I also passed using a similar approach! The scenario-based questions are where most people struggle. One tip I'd add: read the entire question before looking at the answers. It sounds obvious but under exam pressure you start scanning for keywords and miss the nuance.
Congrats on passing! The thing that helped me most was going back through every single practice question I got wrong and asking myself why the wrong answers were wrong, not just why the right one was right. It sounds tedious but it changed everything. With neuropsych especially, a lot of the distractors are plausible enough that if you don't understand why they fail you'll keep falling for them under pressure.
I didn't memorize definitions, I built up a kind of mental filter. After a while you start recognizing the logic behind what the test writers are going for. That shift took a few weeks to click but once it did my practice scores jumped pretty fast. Stick with it, it's worth the grind.

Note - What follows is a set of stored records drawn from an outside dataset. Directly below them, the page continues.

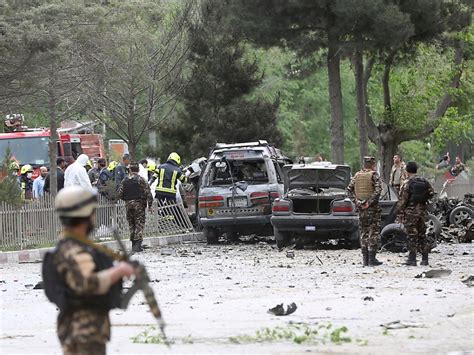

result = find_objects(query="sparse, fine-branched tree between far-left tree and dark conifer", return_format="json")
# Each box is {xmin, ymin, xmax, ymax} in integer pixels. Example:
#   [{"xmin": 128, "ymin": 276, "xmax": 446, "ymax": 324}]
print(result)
[{"xmin": 80, "ymin": 0, "xmax": 194, "ymax": 158}]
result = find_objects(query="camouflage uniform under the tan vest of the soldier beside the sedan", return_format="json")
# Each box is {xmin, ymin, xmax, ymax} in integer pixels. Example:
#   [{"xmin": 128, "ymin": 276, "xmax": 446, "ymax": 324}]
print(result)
[{"xmin": 347, "ymin": 169, "xmax": 382, "ymax": 251}]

Just wanted to drop a quick update since this thread gave me so much motivation. I took a full practice test last weekend and scored a 74%, which honestly felt like a miracle compared to where I started. Neuropsychological assessment was killing me at first but it's finally clicking.
I'm planning to sit the real exam in late July, so about five weeks out now. Fingers crossed the momentum holds. Thanks to everyone in this thread for making me feel like it's actually doable.